There’s something about these nineties action movies that keeps pulling me back to them. At that time I couldn’t fully appreciate what they were trying to do, I just wanted to be entertained. And entertained I was, just to be perfectly clear. It’s just that now I can understand what they were trying to do. Last Man Standing is a different kind of Western movie, set in the 1920s but with a familiar structure and characters. This sort-of-speak transitional period is often overlooked by filmmakers. And this is why Walter Hill decided to give it a go. He’s the guy behind such movies as The Driver, The Warriors, and 48 Hrs.

However, I much prefer his lowkey, almost B movies like Johnny HandsomeTrespass, and Bullet to the Head. Last Man Standing starts like any other Western movie, with a drifter arriving in a small town. And then, in mere moments, he falls in love and finds himself as a target for a local crime boss. It doesn’t get more vanilla than that. Bruce Willis was at the top of his game back in the nineties and he was the perfect choice for the lead role. Opposite of him we have the magnetic Christopher Walken, doing what he does best. The supporting cast is also full of familiar faces, some of which ended up in popular tv shows like Deadwood and Sopranos. 

I just want to take a slight detour now into the world of weird movies. Around that time I watched Scanner Cop II, starring Patrick Kilpatrick who could blow people’s heads up if he focused really hard. I don’t know why but that movie freaked me out completely. There was something so evil and perverse about it that I remember it to this day. Of course, this was a spin-off of the much more popular Scanners, written and directed by David Cronenberg. So, when I saw Patrick in this movie, I had a very visceral reaction to him. I guess all of this is the consequence of me being in my early teens and watching movies I shouldn’t have. 

Moving on, Last Man Standing is a remake of Kurosawa’s samurai movie Yojimbo and not the first one. You might remember that small and completely forgotten western, For A Fistful of Dollars from 1964. That was also a remake and a damn fine one. The first thing that’s going to strike you is a distinct visual style dominated by the color orange. And then you’ll start to notice that the horses have been replaced by cars. And that six-shooters are now fully automatic handguns. All of this gives the movie a refreshing atmosphere on top of that classic Western tension.

His name is John Smith and he just rolled into the small town of Jericho. The first thing he does is get into trouble with the local mob boss. He tries to get help from a local sheriff but he’s too much of a coward to do anything. So John goes straight to the local drinking establishment to calm his nerves and thinks of a plan. The plan he comes up with is pretty simple. He’ll just go work for the local mob boss, earn some money and get out of this hellhole.
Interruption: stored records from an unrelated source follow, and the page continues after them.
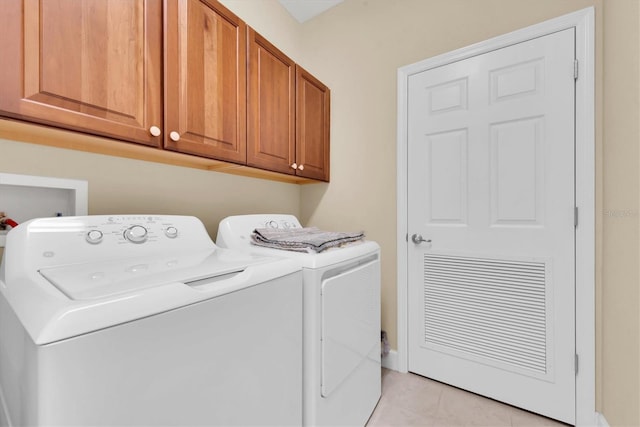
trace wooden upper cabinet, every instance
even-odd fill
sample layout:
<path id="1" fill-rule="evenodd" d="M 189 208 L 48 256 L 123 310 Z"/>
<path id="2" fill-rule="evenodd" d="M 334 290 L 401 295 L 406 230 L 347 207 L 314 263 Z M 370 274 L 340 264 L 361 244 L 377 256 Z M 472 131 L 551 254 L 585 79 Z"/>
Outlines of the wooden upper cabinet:
<path id="1" fill-rule="evenodd" d="M 296 175 L 329 181 L 331 92 L 296 65 Z"/>
<path id="2" fill-rule="evenodd" d="M 247 164 L 295 174 L 295 63 L 248 29 Z"/>
<path id="3" fill-rule="evenodd" d="M 2 0 L 2 115 L 161 146 L 159 0 Z"/>
<path id="4" fill-rule="evenodd" d="M 167 0 L 165 148 L 246 161 L 246 24 L 216 1 Z"/>

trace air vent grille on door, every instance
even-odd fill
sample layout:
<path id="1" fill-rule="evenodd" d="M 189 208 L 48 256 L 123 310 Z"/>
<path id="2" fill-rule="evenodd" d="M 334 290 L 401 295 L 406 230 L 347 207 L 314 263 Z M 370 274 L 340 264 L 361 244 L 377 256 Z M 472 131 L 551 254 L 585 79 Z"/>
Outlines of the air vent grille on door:
<path id="1" fill-rule="evenodd" d="M 544 262 L 425 254 L 425 344 L 545 374 L 545 271 Z"/>

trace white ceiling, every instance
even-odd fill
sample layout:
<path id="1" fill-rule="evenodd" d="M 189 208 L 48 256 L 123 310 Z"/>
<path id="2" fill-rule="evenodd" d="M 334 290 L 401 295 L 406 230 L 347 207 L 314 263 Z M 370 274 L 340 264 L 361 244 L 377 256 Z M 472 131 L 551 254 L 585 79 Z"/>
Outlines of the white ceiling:
<path id="1" fill-rule="evenodd" d="M 320 15 L 343 0 L 278 0 L 301 24 Z"/>

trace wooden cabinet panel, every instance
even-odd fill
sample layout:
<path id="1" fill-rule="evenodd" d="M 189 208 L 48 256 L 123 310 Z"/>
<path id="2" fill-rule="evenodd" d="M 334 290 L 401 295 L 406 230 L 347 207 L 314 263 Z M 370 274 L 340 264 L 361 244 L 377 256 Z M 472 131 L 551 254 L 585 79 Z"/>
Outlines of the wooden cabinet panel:
<path id="1" fill-rule="evenodd" d="M 162 128 L 160 0 L 3 0 L 4 115 L 152 146 Z"/>
<path id="2" fill-rule="evenodd" d="M 329 88 L 296 65 L 296 174 L 329 181 Z"/>
<path id="3" fill-rule="evenodd" d="M 166 2 L 165 147 L 246 161 L 246 25 L 218 2 Z"/>
<path id="4" fill-rule="evenodd" d="M 247 164 L 295 174 L 295 63 L 248 29 Z"/>

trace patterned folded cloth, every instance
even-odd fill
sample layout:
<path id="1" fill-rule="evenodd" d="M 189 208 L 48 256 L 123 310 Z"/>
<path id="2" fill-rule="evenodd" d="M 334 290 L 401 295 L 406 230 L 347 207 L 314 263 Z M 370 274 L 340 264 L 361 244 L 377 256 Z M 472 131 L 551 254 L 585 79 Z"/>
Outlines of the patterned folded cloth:
<path id="1" fill-rule="evenodd" d="M 342 233 L 322 231 L 316 227 L 279 230 L 256 228 L 251 234 L 251 243 L 274 249 L 296 252 L 322 252 L 364 239 L 364 233 Z"/>

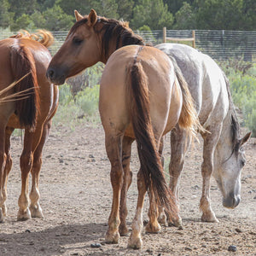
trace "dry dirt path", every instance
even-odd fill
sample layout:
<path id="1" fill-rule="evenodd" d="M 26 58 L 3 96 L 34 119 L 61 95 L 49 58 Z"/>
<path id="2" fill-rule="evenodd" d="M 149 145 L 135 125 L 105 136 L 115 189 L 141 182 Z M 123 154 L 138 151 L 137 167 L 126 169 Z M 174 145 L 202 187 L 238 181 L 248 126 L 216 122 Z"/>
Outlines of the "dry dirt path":
<path id="1" fill-rule="evenodd" d="M 169 159 L 169 137 L 165 149 Z M 44 151 L 40 175 L 44 219 L 17 222 L 20 192 L 20 137 L 12 138 L 13 170 L 8 183 L 8 217 L 0 224 L 0 255 L 256 255 L 256 139 L 246 146 L 247 166 L 241 175 L 241 201 L 234 210 L 224 208 L 215 181 L 212 202 L 218 224 L 200 221 L 201 143 L 186 157 L 182 175 L 180 213 L 183 230 L 163 227 L 160 234 L 143 234 L 143 247 L 127 249 L 128 237 L 119 245 L 104 244 L 110 212 L 110 165 L 101 125 L 81 125 L 71 131 L 54 128 Z M 128 194 L 128 223 L 137 201 L 138 160 L 135 144 L 131 169 L 134 178 Z M 148 219 L 148 201 L 144 219 Z M 98 248 L 91 244 L 100 243 Z M 229 252 L 236 246 L 236 253 Z"/>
However, things will soon start to get more and more complicated.

There are a lot of brutal and fast-paced shootouts in Last Man Standing. The rest of the time is full of stylish scenes, intriguing characters, and “cool” dialogue. The story keeps twisting and turning around our hero who seems to be able to outsmart them all. Although if you’ve seen the original movies, this will come as no surprise. Featuring a short running time of ninety minutes, fast pacing, and a lot of action, Last Man Standing is definitely a movie worth watching. If you’re looking for something similarly stylish I recommend you check out Sam Raimi’s The Quick and The Dead.

Director: Walter Hill

Writers: Ryûzô Kikushima, Akira Kurosawa, Walter Hill

Cast: Bruce Willis, Bruce Dern, Christopher Walken, David Patrick Kelly, Karina Lombard

Fun Facts: The handgun the character of John Smith, played by Bruce Willis, uses is government model Colt 1911 A1.